Prepare vol au vents ahead of time. 25-30 minutes is a reasonable assumption for rolling out to oven removal. Bake on a high heat, keep a careful eye so as not to burn, and they hold at room temperature until ready for filling. 

How to make vol au vents:

Sauveur – steps with pictures: HOW TO MAKE VOL-AU-VENT

Video Instruction from The Culinary Exchange:

The Culinary Exchange – Video

To cheese or not to cheese, that’s the seafood question. I cheesed.

And last, make the Thermidor or Mornay sauce. If you are wondering why I offer two versions its because there are a lot who think it is a crime to mix fish and seafood. In Maine, we do it all the time. Why? It tastes good. Also, we eat a lot of seafood, and varying the cuisine, the seasonings and cooking method is how we keep variety in our lives.

Lobster Thermidor vs Mornay

And last on the list of steps is to make the Thermidor or Mornay sauce. If you are wondering why I offer two versions, it’s because there are a lot who think it is a crime to mix cheese and seafood. In Maine, we do it all the time. Why? It tastes good. Also, we eat a lot of seafood, and varying the cuisine, the seasonings and cooking method is how we keep variety in our lives. 

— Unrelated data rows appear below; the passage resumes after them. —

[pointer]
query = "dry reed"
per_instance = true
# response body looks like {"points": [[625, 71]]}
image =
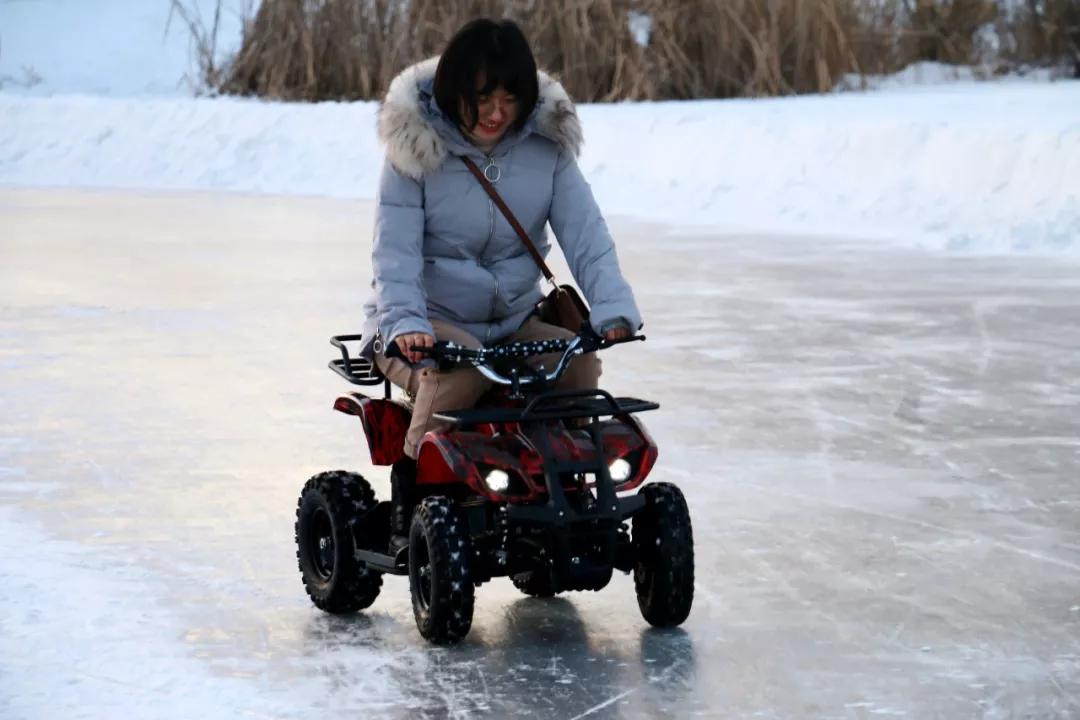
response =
{"points": [[312, 50]]}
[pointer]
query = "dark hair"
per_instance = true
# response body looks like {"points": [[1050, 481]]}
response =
{"points": [[496, 53]]}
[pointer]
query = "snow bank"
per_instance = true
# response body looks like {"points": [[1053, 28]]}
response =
{"points": [[117, 48], [979, 167]]}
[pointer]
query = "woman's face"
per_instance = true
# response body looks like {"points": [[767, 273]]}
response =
{"points": [[495, 113]]}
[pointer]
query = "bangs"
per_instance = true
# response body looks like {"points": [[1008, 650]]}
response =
{"points": [[491, 55]]}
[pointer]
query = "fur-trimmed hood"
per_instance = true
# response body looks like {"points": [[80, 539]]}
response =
{"points": [[418, 137]]}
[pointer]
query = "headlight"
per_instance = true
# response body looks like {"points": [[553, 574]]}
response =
{"points": [[620, 470], [497, 480]]}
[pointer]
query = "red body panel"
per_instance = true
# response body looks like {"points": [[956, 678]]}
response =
{"points": [[385, 424], [454, 456]]}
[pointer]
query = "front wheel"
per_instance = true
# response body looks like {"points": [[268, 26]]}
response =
{"points": [[663, 548], [439, 573], [331, 504]]}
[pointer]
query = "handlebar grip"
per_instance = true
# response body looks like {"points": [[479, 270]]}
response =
{"points": [[393, 351]]}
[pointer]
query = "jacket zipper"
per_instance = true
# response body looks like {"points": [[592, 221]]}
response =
{"points": [[490, 236]]}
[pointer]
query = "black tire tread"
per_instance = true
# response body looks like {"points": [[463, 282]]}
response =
{"points": [[663, 543], [347, 496], [449, 615]]}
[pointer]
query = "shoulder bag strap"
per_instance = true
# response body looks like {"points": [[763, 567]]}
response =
{"points": [[510, 218]]}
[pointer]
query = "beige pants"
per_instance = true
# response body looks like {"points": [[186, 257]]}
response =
{"points": [[461, 388]]}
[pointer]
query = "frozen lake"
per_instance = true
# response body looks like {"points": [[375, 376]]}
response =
{"points": [[880, 448]]}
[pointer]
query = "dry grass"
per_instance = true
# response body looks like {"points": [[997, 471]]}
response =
{"points": [[311, 50]]}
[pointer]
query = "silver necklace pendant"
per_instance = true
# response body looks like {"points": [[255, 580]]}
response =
{"points": [[491, 172]]}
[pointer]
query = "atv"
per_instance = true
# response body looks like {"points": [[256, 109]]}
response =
{"points": [[534, 484]]}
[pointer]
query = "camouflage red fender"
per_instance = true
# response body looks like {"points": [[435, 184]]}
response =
{"points": [[385, 424], [454, 456]]}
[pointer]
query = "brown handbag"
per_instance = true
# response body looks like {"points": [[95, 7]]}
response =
{"points": [[563, 306]]}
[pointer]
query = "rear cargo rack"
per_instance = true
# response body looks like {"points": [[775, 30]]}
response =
{"points": [[358, 370]]}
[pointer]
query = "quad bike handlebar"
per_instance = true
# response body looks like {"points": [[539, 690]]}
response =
{"points": [[491, 362]]}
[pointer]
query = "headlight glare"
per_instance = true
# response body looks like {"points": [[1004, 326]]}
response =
{"points": [[620, 470], [497, 480]]}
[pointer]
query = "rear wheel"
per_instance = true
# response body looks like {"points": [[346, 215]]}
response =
{"points": [[663, 548], [329, 506], [439, 572]]}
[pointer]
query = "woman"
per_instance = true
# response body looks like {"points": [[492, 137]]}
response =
{"points": [[447, 265]]}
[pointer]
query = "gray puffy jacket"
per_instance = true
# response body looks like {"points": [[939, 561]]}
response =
{"points": [[444, 250]]}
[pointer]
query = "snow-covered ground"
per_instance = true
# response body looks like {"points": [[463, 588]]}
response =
{"points": [[981, 167], [116, 48], [878, 446], [933, 159]]}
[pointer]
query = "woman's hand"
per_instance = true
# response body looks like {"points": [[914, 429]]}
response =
{"points": [[618, 333], [405, 343]]}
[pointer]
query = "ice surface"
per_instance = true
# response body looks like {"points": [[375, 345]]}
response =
{"points": [[880, 450]]}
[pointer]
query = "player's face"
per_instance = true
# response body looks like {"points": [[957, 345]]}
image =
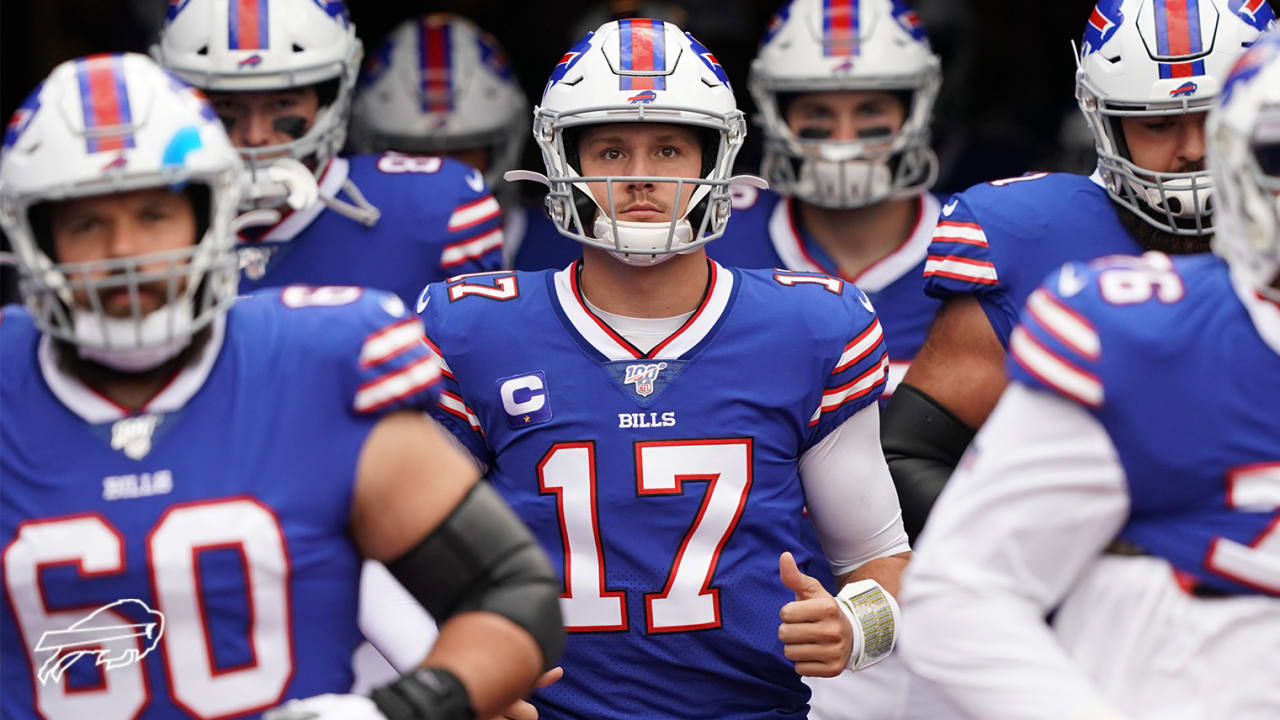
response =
{"points": [[110, 227], [1169, 144], [636, 150], [259, 119], [844, 115]]}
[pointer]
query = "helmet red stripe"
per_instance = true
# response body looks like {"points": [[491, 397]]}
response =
{"points": [[104, 100]]}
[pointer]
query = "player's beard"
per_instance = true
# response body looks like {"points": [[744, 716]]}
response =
{"points": [[1151, 237]]}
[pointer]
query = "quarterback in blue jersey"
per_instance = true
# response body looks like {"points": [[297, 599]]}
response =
{"points": [[389, 222], [1129, 475], [190, 482], [662, 422], [846, 153], [1144, 82]]}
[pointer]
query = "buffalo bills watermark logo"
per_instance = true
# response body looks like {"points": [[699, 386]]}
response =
{"points": [[101, 636], [643, 377]]}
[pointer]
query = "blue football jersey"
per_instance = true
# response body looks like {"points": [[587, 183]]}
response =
{"points": [[763, 232], [438, 219], [534, 244], [211, 527], [1182, 367], [663, 484], [1000, 240]]}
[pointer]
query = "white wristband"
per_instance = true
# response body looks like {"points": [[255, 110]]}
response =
{"points": [[874, 615]]}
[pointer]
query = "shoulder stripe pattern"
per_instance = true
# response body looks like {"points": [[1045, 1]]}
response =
{"points": [[391, 342], [961, 269], [860, 347], [439, 358], [1065, 324], [398, 384], [1054, 370], [474, 213], [470, 249], [961, 233], [858, 387], [455, 405]]}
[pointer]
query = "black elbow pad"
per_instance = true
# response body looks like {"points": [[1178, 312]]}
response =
{"points": [[923, 443], [484, 557]]}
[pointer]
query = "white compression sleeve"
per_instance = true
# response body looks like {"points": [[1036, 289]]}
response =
{"points": [[850, 495], [1038, 496]]}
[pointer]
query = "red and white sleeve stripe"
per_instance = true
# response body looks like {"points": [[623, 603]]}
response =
{"points": [[961, 269], [391, 342], [835, 397], [1055, 372], [397, 386], [474, 213], [1065, 324], [470, 249], [963, 233], [455, 405], [860, 347]]}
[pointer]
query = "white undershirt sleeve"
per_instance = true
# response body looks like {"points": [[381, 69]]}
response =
{"points": [[850, 495], [1036, 500]]}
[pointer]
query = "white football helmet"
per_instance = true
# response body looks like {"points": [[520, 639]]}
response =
{"points": [[1144, 58], [638, 71], [106, 124], [439, 83], [266, 45], [846, 45], [1244, 159]]}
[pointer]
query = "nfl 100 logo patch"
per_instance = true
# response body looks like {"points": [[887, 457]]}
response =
{"points": [[644, 377]]}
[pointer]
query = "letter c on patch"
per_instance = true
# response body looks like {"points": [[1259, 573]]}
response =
{"points": [[522, 395]]}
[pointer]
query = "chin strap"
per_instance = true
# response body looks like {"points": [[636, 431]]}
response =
{"points": [[361, 210]]}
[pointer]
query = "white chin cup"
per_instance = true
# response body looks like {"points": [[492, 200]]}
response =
{"points": [[643, 244], [844, 183], [1187, 204], [129, 346]]}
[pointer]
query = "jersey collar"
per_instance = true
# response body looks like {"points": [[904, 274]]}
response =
{"points": [[799, 253], [1264, 313], [613, 347], [95, 408], [293, 223]]}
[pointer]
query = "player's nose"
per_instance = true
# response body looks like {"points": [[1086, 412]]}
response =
{"points": [[256, 130], [1191, 141]]}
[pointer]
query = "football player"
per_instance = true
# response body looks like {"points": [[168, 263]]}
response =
{"points": [[1159, 548], [1147, 74], [192, 474], [440, 85], [280, 76], [662, 422], [845, 91]]}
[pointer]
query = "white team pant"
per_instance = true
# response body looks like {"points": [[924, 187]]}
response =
{"points": [[1157, 652]]}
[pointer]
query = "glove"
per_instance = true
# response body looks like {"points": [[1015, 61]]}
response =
{"points": [[327, 707]]}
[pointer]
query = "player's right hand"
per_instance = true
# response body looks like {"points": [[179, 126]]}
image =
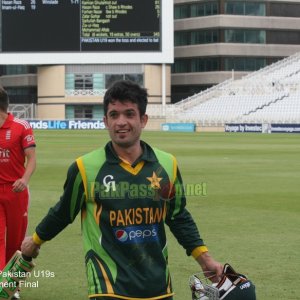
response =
{"points": [[29, 247]]}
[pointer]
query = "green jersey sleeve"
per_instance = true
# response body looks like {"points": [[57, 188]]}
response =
{"points": [[180, 221]]}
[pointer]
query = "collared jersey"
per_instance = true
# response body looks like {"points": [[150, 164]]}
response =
{"points": [[124, 209], [15, 136]]}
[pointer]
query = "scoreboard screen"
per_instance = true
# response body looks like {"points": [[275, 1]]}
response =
{"points": [[108, 31]]}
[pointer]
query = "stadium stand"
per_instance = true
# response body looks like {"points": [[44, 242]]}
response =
{"points": [[270, 95]]}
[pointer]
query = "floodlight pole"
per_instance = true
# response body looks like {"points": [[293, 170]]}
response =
{"points": [[163, 89]]}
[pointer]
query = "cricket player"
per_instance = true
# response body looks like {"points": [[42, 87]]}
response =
{"points": [[126, 191], [17, 164]]}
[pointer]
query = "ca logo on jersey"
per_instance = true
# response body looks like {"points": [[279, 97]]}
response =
{"points": [[109, 183]]}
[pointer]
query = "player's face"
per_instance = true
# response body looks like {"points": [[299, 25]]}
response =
{"points": [[124, 123]]}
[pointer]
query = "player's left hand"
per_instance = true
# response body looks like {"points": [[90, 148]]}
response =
{"points": [[212, 269], [29, 247], [19, 185]]}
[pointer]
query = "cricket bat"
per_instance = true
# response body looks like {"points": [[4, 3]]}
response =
{"points": [[17, 269]]}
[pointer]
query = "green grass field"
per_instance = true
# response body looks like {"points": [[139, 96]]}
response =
{"points": [[250, 216]]}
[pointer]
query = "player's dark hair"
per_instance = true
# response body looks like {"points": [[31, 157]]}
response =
{"points": [[4, 100], [126, 90]]}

Additional recipes to try:

Maine Lobster Newberg from Lobster from Maine
Lobster Casserole with Ritz Cracker Topping from New England Today, Food
Dick Bridges’ Classic Lobster Chowder from New England Today, Food

Lobster Thermidor/Mornay

Serves: 4
Prep Time: 30 - 60 min

An updated on the classic Lobster Thermidor, with a touch of Mornay. Cheese is optional in this dish, but it's really, really good.

Ingredients

  • 4 large vol au vent or 8 small (see photos above/recipe steps below)
  • 1 lb/500g cooked lobster* (amount after being removed from shell), cut into pieces. Leave a few pieces of claw for presentation
  • 2TBSP unsalted butter
  • 2 small shallots, minced
  • 1 TBSP all purpose flour
  • 2 oz/60ml dry sherry
  • 2 oz/60ml stock (lobster, chicken or vegetable)
  • 8 oz/250ml heavy cream (organic without stabilizers if possible, is best)
  • 1 TBSP dry mustard
  • 4 oz/120g shredded Gruyère or sharp cheddar cheese
  • salt and pepper, to taste
  • sweet or hot paprika, for garnish

Instructions

1

Preheat oven to 400°F/200°C

2

Prepare lobster - either cook fresh and pick or defrost in refrigerator.

3

Prepare vol au vents - follow the video or steps above using prepared puff pastry. Once baked, set on a rack to cool.

4

In a large saucepan, melt butter.

5

Add minced shallots, cook for about two to three minutes until soft and translucent.

6

Whisk in flour and mustard into the butter, allow to cook for about 2 minutes, whisking constantly.

7

Add sherry, stock, and cream. Stir frequently until it thickens. (At this point it is Thermidor. Omit the cheese step. Skip to add lobster).

8

Add cheese. Stir until melted.

9

Add cooked lobster.

10

Remove from heat.

11

Place vol au vent on a plate, fill with lobster/mornay or lobster/thermidor sauce.

12

Sprinkle paprika (hot or sweet).

13

Place vol au vent lid on the side.

14

May garnish with fresh tarragon or parsley, if desired.

Notes

LOBSTER SUBSTITUTE: shrimp, crab or fish such as cod or haddock Frozen vol au vent shells may be used as well. Look for all butter ones, they simply taste better.